Indeed, I've never seen why it makes matters any better to assign a little or a lot of the process of salvation to man's free will. The fact still remains, God could have established conditions in which things would have happened differently. Can any Christian seriously deny that? If God wanted to, He could have made it so that Judas didn't betray Jesus. Is it really possible to deny this? Or is God subject to some higher authority?

One possible solution to all this is a Florenskian approach (which is perhaps the approach that many Eastern Orthodox take). From this point of view, "truth is a self-contradictory judgment." God's sovereign election and human free will, then, would simply exist in tension with one another, inseparably part of the truth, though contradicting one another. That's an attractive option in a lot of ways, because it perhaps holds the mysteries of God in even higher esteem than Calvin's view does: God's truth is so mysterious it cannot even be expressed rationally, as one or the other.

But even this doesn't seem to really deal with the thing that is hardest to deal with: the idea that judgment is eternal, and that inevitably some people will be cast into hell. Why should any Christian be comfortable with this idea? I still have never gotten a good answer.

I don't know what the answer is, but I will point out an important contradiction that I find in Calvin's view. When he was talking about prayer, he said, "If we would pray fruitfully, we ought therefore to grasp with both hands this assurance of obtaining what we ask, which the Lord enjoins with his own voice, and all the saints teach by their example.

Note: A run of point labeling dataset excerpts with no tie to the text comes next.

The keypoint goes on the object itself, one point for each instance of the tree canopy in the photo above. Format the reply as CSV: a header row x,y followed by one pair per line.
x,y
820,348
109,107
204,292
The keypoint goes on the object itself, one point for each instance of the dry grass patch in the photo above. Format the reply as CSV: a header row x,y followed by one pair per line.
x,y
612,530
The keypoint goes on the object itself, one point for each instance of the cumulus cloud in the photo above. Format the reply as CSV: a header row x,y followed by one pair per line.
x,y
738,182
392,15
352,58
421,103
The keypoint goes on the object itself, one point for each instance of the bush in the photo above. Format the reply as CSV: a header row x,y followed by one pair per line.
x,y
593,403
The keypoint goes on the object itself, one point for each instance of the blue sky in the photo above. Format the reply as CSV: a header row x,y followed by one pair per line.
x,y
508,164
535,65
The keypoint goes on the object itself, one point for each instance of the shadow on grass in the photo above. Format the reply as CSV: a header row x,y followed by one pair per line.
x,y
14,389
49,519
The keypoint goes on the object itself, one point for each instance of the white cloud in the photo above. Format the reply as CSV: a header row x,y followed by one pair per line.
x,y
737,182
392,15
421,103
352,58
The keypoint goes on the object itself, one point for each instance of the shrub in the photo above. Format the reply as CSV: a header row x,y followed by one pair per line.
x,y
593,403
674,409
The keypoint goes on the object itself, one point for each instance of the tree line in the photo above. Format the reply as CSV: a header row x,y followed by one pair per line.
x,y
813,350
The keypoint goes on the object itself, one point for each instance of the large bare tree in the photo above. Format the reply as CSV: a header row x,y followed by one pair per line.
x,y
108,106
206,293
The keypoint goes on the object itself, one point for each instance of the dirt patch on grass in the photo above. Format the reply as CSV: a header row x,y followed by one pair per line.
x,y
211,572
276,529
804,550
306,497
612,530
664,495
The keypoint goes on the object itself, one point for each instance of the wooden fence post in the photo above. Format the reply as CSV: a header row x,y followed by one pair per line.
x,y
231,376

For only that prayer is acceptable to God which is born, if I may so express it, out of such presumption of faith, and is grounded in unshaken assurance of hope." But then when he discusses predestination, he agrees with Augustine when he says, "For as we know not who belongs to the number of the predestined or who does not belong, we ought to be so minded as to wish that all men be saved."

To change but a few words of Calvin in section 12 of Chapter XX, "Now what sort of prayer will this be? 'O Lord, I am in doubt whether thou willest to hear me, but because I am pressed by anxiety, I flee to thee, that, if thou willest, thou mayest save all people.' This is not the way of all the saints we read in Scripture." It really isn't: whether it's Abraham interceding on behalf of Sodom and Gomorrah, or Moses interceding for his own people, the saints of old did not sit back and accept God's judgments without a plea for mercy. Why, then, do Christians hear Christ telling them to pray for their enemies, and yet have absolutely no faith that God will hear those prayers?

Call me a heretic, but the only option that makes sense to me is some sort of universalism. The objection is always that there are examples in Scripture of people who are already under condemnation. As if God could not reach down into the depths of hell and save those who are already under judgment! Does this defy the words of Christ? I don't think so--no more than his own words defy the words of the Old Testament. As they say, it's all in how you interpret things. I would probably be better off leaving my heretical opinions to myself, but then this blog wouldn't be what it is.

In any case, Calvin's view actually gives me more motivation to pray for all people. If it is God who ultimately saves, then it is to God that I must go to make my case. Human minds cannot be changed by human power, if the Scriptures are to be believed. Should I not pray, then, that all people will be transformed? And when I pray, should I not pray believing that I have already received it, so that it may be granted [cf. Mark 11:24]? So much, then, for the problem of predestination.